Air
- The Virgin Suicides
Obviously, doctor, you have never been a thirteen year-old girl.
2000 erschien The Virgin Suicides, das zweite Studioalbum von Air nach dem Durchbruch Moon Safari. Sofia Coppola engagierte das Duo nach ihrem ersten Achtungserfolg, um den Soundtrack zu ihrem Film (eben The Virgin Suicides von 1999) zu produzieren. Eine gute Entscheidung, nicht nur meiner Ansicht nach. Der Soundtrack wurde von den wichtigsten Medienvertretern hoch gelobt, was sicher nicht nur an dem eingängigen, wunderschönen Opener Playground Love liegt, der auch mir heute noch eine Gänsehaut verschafft.

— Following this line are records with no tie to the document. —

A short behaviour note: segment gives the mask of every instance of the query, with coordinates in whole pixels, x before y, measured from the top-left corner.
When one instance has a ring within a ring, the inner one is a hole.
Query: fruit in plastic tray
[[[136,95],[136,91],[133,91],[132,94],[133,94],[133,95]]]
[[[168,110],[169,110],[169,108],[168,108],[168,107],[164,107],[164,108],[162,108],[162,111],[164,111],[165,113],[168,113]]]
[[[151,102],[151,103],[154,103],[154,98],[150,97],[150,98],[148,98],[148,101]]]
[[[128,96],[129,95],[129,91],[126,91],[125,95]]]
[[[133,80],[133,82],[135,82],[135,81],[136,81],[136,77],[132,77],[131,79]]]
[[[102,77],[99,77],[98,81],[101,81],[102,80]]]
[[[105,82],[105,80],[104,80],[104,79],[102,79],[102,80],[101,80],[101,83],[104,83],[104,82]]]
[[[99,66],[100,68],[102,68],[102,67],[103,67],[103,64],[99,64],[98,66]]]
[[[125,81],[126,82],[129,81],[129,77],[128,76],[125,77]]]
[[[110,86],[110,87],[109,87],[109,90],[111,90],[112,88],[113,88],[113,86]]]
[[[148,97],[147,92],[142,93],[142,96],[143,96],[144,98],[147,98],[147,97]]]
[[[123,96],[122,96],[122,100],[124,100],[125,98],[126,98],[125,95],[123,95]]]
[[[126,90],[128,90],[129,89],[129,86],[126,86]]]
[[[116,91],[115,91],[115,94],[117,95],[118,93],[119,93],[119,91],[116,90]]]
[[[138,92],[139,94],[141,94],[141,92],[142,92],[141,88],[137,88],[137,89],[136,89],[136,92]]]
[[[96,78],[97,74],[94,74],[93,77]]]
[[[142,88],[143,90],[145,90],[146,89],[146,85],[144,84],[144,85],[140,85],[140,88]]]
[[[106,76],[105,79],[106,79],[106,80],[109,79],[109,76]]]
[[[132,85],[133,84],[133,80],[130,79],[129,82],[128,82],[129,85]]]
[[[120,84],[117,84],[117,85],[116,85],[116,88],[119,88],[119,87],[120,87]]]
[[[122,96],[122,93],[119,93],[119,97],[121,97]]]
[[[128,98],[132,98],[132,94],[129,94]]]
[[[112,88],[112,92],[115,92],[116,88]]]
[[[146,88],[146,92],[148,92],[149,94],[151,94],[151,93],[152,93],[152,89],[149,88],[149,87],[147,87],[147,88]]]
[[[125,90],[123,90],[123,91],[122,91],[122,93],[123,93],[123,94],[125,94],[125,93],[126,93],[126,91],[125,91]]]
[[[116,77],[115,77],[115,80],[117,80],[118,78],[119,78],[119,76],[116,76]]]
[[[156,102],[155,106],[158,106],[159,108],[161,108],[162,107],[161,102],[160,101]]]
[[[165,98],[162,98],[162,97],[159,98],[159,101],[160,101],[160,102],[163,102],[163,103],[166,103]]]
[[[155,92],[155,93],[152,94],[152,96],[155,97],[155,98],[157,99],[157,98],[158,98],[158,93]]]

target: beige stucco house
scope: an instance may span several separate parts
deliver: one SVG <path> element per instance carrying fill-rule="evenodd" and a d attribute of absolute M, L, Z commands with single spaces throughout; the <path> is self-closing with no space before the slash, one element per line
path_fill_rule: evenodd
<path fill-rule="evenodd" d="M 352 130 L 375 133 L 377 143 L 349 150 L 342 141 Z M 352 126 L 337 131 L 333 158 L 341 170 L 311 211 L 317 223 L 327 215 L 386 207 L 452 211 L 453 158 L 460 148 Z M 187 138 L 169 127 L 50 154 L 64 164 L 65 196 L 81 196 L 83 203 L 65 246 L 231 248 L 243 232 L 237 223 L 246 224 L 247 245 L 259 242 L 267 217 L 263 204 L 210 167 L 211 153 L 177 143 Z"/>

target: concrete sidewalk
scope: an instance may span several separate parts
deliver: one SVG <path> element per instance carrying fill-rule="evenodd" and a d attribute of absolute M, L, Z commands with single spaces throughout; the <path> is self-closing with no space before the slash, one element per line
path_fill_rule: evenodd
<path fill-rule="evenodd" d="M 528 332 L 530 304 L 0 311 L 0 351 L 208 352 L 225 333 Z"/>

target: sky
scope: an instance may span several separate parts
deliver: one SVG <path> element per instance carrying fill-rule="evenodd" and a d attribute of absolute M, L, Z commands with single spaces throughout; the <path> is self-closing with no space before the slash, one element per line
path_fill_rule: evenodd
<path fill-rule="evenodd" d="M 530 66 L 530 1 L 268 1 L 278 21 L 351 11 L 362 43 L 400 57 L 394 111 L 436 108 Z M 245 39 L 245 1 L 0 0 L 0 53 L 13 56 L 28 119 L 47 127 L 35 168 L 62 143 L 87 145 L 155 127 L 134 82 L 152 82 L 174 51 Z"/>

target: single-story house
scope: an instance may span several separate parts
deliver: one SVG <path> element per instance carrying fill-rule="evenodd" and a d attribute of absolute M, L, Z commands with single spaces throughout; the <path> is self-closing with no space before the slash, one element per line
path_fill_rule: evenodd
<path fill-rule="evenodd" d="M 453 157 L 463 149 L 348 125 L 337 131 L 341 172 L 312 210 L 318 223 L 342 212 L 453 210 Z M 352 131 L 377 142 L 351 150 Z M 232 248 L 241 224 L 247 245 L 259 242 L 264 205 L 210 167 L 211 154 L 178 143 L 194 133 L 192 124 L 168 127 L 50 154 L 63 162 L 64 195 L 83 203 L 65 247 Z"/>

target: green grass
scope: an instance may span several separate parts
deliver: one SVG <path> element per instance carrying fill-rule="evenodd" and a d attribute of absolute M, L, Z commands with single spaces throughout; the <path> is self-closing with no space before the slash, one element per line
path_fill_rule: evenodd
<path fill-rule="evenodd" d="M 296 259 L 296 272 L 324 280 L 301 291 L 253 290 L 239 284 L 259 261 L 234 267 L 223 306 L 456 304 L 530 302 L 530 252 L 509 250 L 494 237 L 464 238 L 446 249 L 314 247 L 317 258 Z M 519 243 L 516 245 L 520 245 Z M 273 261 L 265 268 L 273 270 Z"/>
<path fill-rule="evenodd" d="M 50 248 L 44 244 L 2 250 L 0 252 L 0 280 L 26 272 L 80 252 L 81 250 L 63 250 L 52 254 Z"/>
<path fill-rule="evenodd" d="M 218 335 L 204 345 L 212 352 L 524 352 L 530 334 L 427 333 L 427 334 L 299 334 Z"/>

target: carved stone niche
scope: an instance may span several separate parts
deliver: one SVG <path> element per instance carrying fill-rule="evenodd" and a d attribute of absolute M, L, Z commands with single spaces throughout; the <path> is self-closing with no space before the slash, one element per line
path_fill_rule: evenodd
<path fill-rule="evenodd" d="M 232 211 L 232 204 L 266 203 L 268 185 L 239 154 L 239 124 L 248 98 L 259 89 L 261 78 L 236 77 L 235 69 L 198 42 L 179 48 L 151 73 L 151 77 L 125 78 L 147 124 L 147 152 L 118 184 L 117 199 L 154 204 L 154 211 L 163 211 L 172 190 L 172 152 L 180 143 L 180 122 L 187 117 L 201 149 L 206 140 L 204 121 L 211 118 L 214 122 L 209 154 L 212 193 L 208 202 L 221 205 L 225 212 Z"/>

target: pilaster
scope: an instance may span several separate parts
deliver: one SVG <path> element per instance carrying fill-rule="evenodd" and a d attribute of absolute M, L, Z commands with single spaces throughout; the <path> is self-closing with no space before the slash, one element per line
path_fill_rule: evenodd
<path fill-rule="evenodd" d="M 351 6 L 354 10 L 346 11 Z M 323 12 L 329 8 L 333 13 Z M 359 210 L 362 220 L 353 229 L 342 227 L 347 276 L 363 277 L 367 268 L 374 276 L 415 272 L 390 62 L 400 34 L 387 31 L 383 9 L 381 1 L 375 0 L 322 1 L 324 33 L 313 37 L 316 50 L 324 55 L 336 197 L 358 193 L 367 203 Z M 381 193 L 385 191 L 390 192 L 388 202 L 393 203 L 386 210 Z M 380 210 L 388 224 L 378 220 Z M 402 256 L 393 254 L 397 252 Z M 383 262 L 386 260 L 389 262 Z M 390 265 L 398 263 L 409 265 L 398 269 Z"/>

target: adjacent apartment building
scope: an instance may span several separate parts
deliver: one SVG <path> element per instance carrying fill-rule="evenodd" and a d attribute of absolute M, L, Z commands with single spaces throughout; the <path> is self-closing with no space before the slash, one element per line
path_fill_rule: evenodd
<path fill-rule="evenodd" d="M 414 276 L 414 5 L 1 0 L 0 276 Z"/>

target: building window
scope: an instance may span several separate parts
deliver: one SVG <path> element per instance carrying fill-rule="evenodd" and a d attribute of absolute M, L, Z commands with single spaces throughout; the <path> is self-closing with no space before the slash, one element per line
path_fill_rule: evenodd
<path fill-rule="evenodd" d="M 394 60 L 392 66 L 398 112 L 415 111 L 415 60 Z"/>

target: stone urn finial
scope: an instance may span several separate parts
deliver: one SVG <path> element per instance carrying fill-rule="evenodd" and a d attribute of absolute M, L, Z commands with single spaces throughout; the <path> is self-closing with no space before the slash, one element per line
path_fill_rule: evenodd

Nein, Air haben ihre Aufgabe durchaus ernst genommen, und einen Soundtrack produziert, der sich wie eine zweite Haut an die einzelnen Szenen des Films anschmiegt und somit eine perfekte Stimmung schafft. Der Film selbst spielt in den 70er Jahren, die Musik dazu klingt aber modern, elektronisch mit klassischen, fremden Elementen, dennoch stimmt die Mischung. Der melancholische Grundton des Films wird durch das Werk von Air noch verstärkt, auch wenn das Album an sich gar nicht so traurig klingt - Gerade Bathroom Girl, die Untermalung zum ersten Suizidversuch des jüngsten Lisbon-Mädchens, klingt streckenweise sogar episch, siegestrunken, während das folgende Cemetary Party genau das hören lässt, was man erwartet.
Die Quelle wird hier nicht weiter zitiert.